FROM AKC® OBEDIENCE REGULATIONS
CHAPTER 2
REGULATIONS FOR PERFORMANCE
AND JUDGING STANDARDS AND PROCEDURES
Section 1. Standardized Judging.
- The Obedience Regulations are the basic guide to judging but do not contain explicit directions for every possible situation and only list the more common and serious faults.
- They clearly define the exercises, their order and the standards by which they are to be judged.
- If a decision depends on the exact wording of the Obedience Regulations, the judge is expected to look up the specific regulation prior to making the decision.
- Standardized judging is of paramount importance. Judges are not permitted to inject their own variations into the exercise but will see that each handler and dog perform the various exercises exactly as described in these regulations.
- A handler who is familiar with these regulations should be able to enter the ring under any judge without having to inquire how that particular judge wishes to have an exercise performed and without being confronted with any unexpected requirements.
- Handlers should expect and train for a reasonable amount of movement by the judge while the dog is working. Judges must not move quickly toward a dog as it is moving, stand closely behind a dog, or follow a heeling dog too closely.
- Judges should always be in a position to see both the dog and handler at the same time without having to turn their heads.
- The judge will inform the first exhibitor in each class what the heeling pattern will be before that exhibitor enters the ring. This may be done verbally, by posting the pattern ringside or by demonstration.
- This same procedure will be followed in the event of run-offs.
- The same pattern should be maintained as far as practicable for each competing dog.
- This is a foundation exercise, and it determines the standards for all exercises in which the dog is heeling.
- The minimum heeling requirements for any class are
- normal heeling,
- a fast, a slow,
- a left turn,
- a right turn,
- an about-turn,
- a halt,
- and a sit.
- The heeling patterns should not be in the area of the table and/or gate and
- should have only one element of an exercise on a leg. (For example, there shall not be a halt and a slow on the same leg of an exercise.)

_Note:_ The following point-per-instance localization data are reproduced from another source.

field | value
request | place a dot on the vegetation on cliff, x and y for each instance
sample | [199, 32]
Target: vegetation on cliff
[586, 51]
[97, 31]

- A fast must always be on a long dimension of the ring;
- slow may be either on the short or long dimension of the ring.
- The fast and slow should be of significant length, not just several steps.
- No pattern will have more than one fast and one slow.
- If possible, have one leg of the heeling pattern with no element on it.
- The “L” pattern is a minimal pattern. Other patterns are acceptable, but excessive complexity should be avoided.